CANADIAN HOME SALES BREAK THE STREAK, SMALL BUSINESSES SEND MIXED SIGNALS

The Bank of Canada’s Business Outlook Survey arrives on Monday but we already have solid reason to expect it to show a mild further decline in inflation expectations. The CFIB’s measure of inflation expectations in its business confidence survey was updated this morning and serves as a timelier monthly leading indicator for the BoC’s quarterly measure. Chart 1 shows the connection. Still, inflation expectations in the short-term remain moderately higher than the 2% inflation target. The BoC’s consumer survey will also be watched on Monday for any progress on what are still high inflation expectations among consumers.

Chart 1: Firms' Inflation Expectations

Also note that small business plans to downsize employment climbed to their highest since October 2021 (chart 2).

Chart 2: CFIB Full-time Staffing Plans, Next 3-4 Months

Canada’s stretch of four monthly increases in existing home sales came to at least a temporary end in September (chart 3). Sales fell by 1.7% m/m SA. The sales to new listings ratio fell to 50.7% from 51.2% previously which remains in balanced territory. Months supply was unchanged at 4.4. Repeat sale home prices were little changed (-0.1% m/m SA).

Chart 3: Canada's Existing Home Sales

Housing starts in September (8:15amET) will inform whether the four-month surge over April through July that stumbled a bit in August are on a new, softer trend.

AUSTRALIA’S JOB MARKET IS PLODDING ALONG

Aussie jobs boosted bets that the RBA may cut at its next decision on November 4th. Those odds doubled to about a two-thirds chance at a 25bps cut. Australian 2s rallied by 9bps overnight in a bull steepener and the A$ is among the weakest performers this morning.

Australia gained about 15k jobs last month which was around the 20k consensus especially considering the statistical noise factor. However, the gain was marred by a downward revision 12k prior loss. Since April, Australia has only gained about 38k jobs for an average monthly gain of just over 7k. The unemployment rate moved up to 4.5% from an upwardly revised 4.3% the prior month (was 4.2%) and it is 1.1 points higher than the trough in 2022 (chart 4). 

Chart 4: Australia's Unemployment Rate

CONFLICTING SIGNALS ON THE HEALTH OF THE UK ECONOMY

The UK economy generally met expectations for August’s readings. GDP grew 0.1% m/m SA, matching consensus. Industrial output doubled consensus expectations (0.4%) but services were unexpectedly flat and construction shrank -0.3% m/m with downward revisions. Exports fell by 1.2% m/m and imports also slipped (-0.7%) as trade with the EU was the main source of weakness.

FALLING DEMAND FOR JAPANESE MACHINES

Japanese core machinery and tool orders fell -0.9% m/m SA in August against expectations for a mild rebound from the 44.6% prior decline.

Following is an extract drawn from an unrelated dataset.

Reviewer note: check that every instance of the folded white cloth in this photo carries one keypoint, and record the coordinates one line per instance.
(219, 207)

They’ve fallen in three of the past four months. Machine tool orders are often treated as a leading indicator for capex.

LIST OF SUSPENDED US DATA RELEASES KEEPS GROWING

The list of suspended US data releases will continue to grow today. We should be getting retail sales, PPI and claims, but won’t. Only homebuilder confidence in October is due out including model home foot traffic as a leading indicator of new home sales (10amET).

The biggest US banks are out of the way as earnings season continues. KeyCorp—in which Scotiabank holds about a 15% stake—beat expectations with EPS of US$0.41 (consensus $0.38).